Economist Ed Yardeni, chief investment strategist at Oak Associates, thinks the tech sector is ready to regain leadership of the stock market. And he believes robust growth and strong stock prices will produce an M&A boom in the sector, as players scramble for advantage in a converging market for telecom, tech, and the Internet. I'd through media into the mix as well. His website is only available to subscribers. But here's the gist of his argument, which was laid out on Nov. 18:
"The tech-heavy Nasdaq rose yesterday to 2220, the highest since June 2001. What's all the excitement about? The Internet is hot again. Google just rose to $400 per share. Advertising revenues are soaring for Google, Yahoo, MSN, and AOL. Cisco is reportedly acquiring Scientific-Atlanta. This could be the beginning of a wave of M&A activity in the Tech sector as the lines between the Internet, television, and telecommunications disappear. Tech companies are among those with the most cash sitting on their balance sheets. All this activity could also boost spending on the tech hardware and software necessary to integrate these rapidly merging businesses. All this activity may provide the answer to the following oft-heard question these days: What industry will lead economic growth in 2006 if housing continues to slow? The answer might very well be Technology! It may be doing it already. The y/y growth in industrial production of information technology has been significantly outpacing low-tech output since the start of the current economic expansion, and now it is showing signs of rising at even a faster pace ..."
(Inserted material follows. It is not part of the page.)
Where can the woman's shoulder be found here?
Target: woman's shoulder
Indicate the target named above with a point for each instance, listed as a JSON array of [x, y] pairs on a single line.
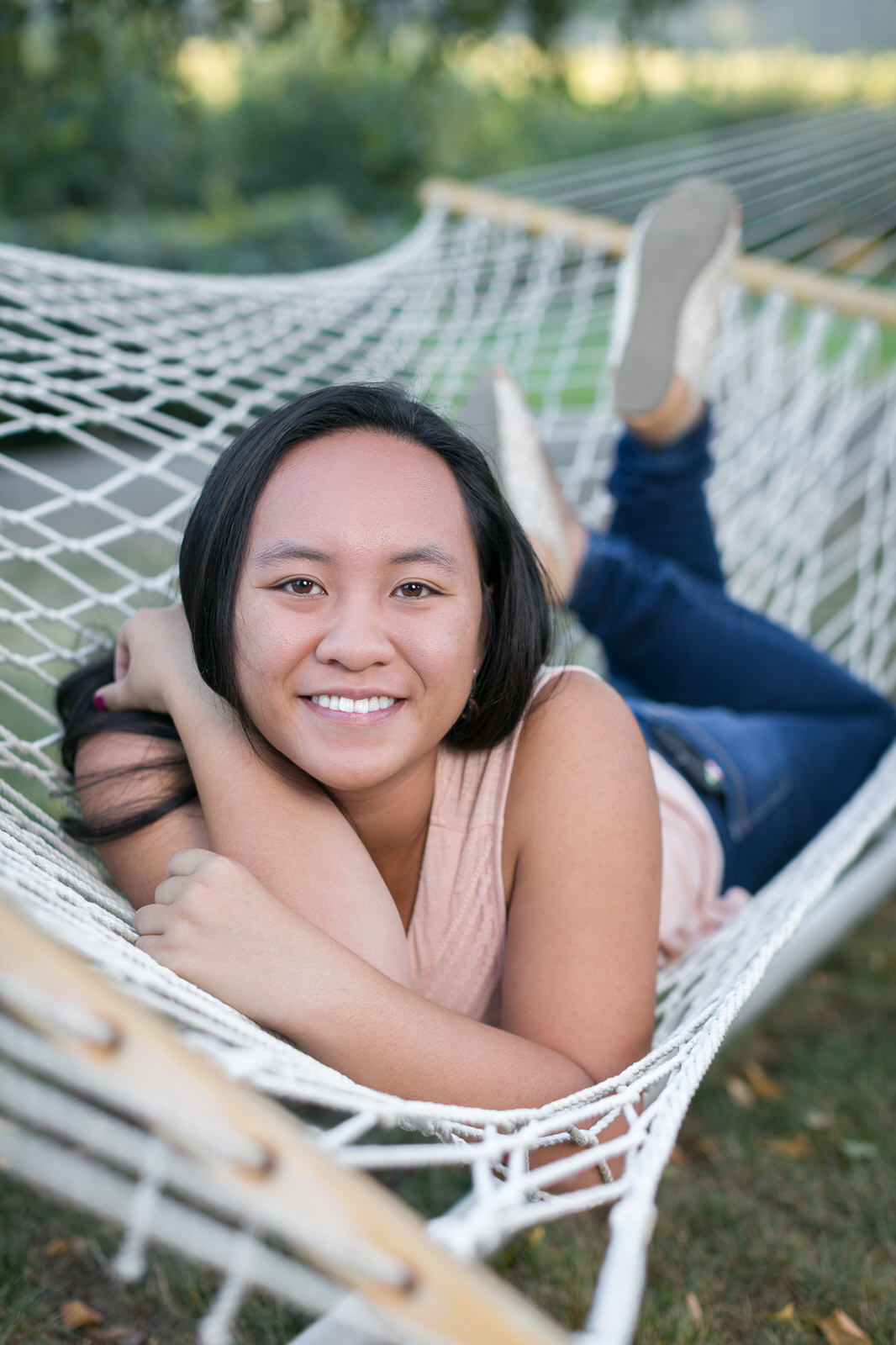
[[577, 732]]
Yardeni believes the tech boom will differ from the boom of the late '90s. It will be global this time around, and demand from China and India will help U.S. producers. But the global economy will be more competitive than ever, controlling prices and helping keep a lid on interest rates. He expects that to be good for stocks. And who knows, it might even temper weaknesses in the housing market. He thinks that competition in a tech-driven global economy helped keep the economy going during the rise on energy prices. Now that energy prices seem to be moderating, the risk of higher inflation and higher interest rates is falling, too.
As a new M&A boom takes off, the question is who will benefit. For now, it appears that the consolidators and potential winners are likely to be portals such as Google and Yahoo, which are challenging the dominant players of tech and media, from Microsoft to Time Warner.